Yeah, the prompt processing speeds I have seen on shared memory machines (Halo Strix, Mac M5) leave a lot to be desired. But it is definitely nice to have options depending on priorities.
Optimizing Performance with llama.cpp
I started out by using Ollama, it is nice because it is easier to get started and most config items are handled by the API (like setting context size), however I quickly hit limitations.

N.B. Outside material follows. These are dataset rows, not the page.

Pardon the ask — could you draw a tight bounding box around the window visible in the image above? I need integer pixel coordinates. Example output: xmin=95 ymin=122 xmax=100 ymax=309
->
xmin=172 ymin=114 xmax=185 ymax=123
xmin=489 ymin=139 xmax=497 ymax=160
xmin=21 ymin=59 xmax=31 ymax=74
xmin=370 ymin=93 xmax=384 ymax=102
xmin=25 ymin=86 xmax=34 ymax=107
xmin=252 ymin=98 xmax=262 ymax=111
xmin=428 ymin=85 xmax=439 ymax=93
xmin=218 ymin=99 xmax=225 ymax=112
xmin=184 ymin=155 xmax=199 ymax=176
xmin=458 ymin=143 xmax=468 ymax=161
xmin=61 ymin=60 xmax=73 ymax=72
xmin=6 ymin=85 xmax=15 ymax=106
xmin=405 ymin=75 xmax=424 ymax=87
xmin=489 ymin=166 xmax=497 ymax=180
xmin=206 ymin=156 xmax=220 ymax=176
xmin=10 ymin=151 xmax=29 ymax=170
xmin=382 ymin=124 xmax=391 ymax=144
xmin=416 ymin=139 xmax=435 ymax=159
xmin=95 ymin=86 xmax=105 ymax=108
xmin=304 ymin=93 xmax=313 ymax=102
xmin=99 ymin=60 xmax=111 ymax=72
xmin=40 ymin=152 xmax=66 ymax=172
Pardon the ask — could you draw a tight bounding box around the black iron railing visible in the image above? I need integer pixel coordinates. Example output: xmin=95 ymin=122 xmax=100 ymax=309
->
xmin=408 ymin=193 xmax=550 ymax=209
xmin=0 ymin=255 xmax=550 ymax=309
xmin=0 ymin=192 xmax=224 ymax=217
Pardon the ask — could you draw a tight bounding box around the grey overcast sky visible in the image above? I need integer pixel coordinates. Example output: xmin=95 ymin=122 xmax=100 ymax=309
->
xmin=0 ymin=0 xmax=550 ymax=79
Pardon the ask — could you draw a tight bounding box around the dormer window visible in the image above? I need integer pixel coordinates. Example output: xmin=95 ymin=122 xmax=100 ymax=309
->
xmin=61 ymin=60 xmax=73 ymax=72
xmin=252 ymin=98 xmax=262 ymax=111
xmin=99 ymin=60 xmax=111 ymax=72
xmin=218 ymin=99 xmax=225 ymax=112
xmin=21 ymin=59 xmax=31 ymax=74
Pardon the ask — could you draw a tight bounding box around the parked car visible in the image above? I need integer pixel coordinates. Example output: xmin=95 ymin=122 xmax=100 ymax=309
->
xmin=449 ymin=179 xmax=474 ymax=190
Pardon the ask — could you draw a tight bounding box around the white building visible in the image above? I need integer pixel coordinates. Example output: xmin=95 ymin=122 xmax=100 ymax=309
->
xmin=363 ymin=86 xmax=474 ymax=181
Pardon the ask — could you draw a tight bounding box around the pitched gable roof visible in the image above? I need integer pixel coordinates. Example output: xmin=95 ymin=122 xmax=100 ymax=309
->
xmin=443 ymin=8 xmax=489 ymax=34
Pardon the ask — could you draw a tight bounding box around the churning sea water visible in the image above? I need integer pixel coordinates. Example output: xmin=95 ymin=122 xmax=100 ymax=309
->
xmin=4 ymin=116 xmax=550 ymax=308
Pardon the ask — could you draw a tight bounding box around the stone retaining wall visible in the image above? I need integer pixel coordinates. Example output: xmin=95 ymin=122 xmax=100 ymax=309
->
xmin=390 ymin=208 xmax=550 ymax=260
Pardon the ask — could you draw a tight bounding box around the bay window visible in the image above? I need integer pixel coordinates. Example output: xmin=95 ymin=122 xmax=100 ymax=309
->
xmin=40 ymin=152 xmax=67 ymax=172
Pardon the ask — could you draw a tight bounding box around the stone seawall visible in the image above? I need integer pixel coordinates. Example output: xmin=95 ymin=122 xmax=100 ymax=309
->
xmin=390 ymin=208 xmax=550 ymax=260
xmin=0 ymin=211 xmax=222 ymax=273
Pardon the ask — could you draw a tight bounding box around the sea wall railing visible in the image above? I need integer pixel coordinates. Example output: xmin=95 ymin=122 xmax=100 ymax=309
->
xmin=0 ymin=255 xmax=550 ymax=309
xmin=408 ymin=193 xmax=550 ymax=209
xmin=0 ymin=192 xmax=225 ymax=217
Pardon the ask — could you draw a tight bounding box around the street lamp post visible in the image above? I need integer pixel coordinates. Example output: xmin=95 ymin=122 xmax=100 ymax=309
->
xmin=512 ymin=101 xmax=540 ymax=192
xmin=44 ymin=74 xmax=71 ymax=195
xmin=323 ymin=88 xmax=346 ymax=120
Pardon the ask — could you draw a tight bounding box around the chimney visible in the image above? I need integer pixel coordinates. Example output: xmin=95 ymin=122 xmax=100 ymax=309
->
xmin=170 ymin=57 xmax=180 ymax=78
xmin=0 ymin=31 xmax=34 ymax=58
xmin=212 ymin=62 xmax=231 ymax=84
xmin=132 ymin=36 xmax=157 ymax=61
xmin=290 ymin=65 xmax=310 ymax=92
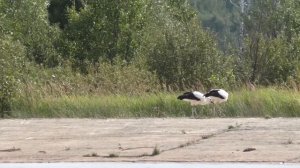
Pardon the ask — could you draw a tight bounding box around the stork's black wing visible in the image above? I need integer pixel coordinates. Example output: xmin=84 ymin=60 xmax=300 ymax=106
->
xmin=177 ymin=92 xmax=200 ymax=101
xmin=204 ymin=89 xmax=224 ymax=99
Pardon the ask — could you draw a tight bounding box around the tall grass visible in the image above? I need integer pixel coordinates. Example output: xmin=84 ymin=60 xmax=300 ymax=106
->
xmin=12 ymin=88 xmax=300 ymax=118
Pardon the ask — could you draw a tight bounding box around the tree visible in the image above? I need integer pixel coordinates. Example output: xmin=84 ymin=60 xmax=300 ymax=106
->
xmin=63 ymin=0 xmax=144 ymax=71
xmin=0 ymin=0 xmax=60 ymax=67
xmin=241 ymin=0 xmax=300 ymax=85
xmin=47 ymin=0 xmax=86 ymax=29
xmin=0 ymin=35 xmax=25 ymax=118
xmin=138 ymin=0 xmax=234 ymax=89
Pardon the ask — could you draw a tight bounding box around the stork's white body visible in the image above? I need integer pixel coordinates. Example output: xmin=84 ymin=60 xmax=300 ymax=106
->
xmin=204 ymin=89 xmax=229 ymax=104
xmin=182 ymin=91 xmax=210 ymax=106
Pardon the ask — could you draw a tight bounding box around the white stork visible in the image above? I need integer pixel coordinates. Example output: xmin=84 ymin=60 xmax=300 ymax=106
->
xmin=177 ymin=89 xmax=229 ymax=117
xmin=177 ymin=91 xmax=211 ymax=118
xmin=204 ymin=89 xmax=229 ymax=104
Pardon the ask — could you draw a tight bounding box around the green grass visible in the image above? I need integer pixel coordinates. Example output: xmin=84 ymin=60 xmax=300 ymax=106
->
xmin=11 ymin=88 xmax=300 ymax=118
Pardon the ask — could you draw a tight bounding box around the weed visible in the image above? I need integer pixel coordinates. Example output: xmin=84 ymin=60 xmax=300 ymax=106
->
xmin=151 ymin=146 xmax=160 ymax=156
xmin=108 ymin=153 xmax=119 ymax=158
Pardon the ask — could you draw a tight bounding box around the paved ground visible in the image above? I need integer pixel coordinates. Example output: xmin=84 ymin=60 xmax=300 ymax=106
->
xmin=0 ymin=118 xmax=300 ymax=163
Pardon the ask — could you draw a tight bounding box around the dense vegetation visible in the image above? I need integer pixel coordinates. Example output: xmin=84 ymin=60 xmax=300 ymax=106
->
xmin=0 ymin=0 xmax=300 ymax=117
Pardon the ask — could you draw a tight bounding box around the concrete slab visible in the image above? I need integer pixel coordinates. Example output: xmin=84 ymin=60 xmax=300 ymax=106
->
xmin=0 ymin=118 xmax=300 ymax=163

llama.cpp has the following advantages that makes it easy to improve performance:
- direct control over context being split into slots
- easy ability to benchmark batch and ubatch sizes to find optimal options for performance
Below are my docker compose and config file for llama.cpp to generally show the optimizations that I make.
docker-compose.yml
services:
llama.cpp:
container_name: llama.cpp
image: ghcr.io/ggml-org/llama.cpp:server-vulkan
devices:
- /dev/dri:/dev/dri
- /dev/kfd:/dev/kfd
volumes:
- ./models:/root/.cache/llama.cpp/
ports:
- 11434:8080
restart: always
environment:
GGML_VK_VISIBLE_DEVICES: 1
command:
- "--models-preset"
- "/root/.cache/llama.cpp/config.ini"
config.ini
[GPT-OSS]
; Model Name
hf = unsloth/gpt-oss-20b-GGUF:UD-Q8_K_XL
; Set Reasoning Effort
chat-template-kwargs = {"reasoning_effort": "low"}
; Unsloth Tuning
temp = 1.0
top-k = 0
top-p = 0
; GPU Performance
n-gpu-layers = -1
flash-attn = on
; Quantize Cache
cache-type-k = q8_0
cache-type-v = q8_0
; Increased Batch Size
threads = 4
batch-size = 2048
ubatch-size = 2048
; Context shared across slots
ctx-size = 120000
parallel = 5
slot-prompt-similarity = 0.2
The prompt problem
The user editable part of the prompt will always be cached, but depending on the device being used for voice (like switching between a phone and satellite, interacting with a different room, etc) the prompt is adjusted. This breaks the cache at that point in the prompt requiring all further tokens to need to be reprocessed. To give an example of how that affects things, see the below logs from llama.cpp:
processing a new prompt section:
prompt eval time = 1534.17 ms / 4744 tokens ( 0.32 ms per token, 3092.23 tokens per second)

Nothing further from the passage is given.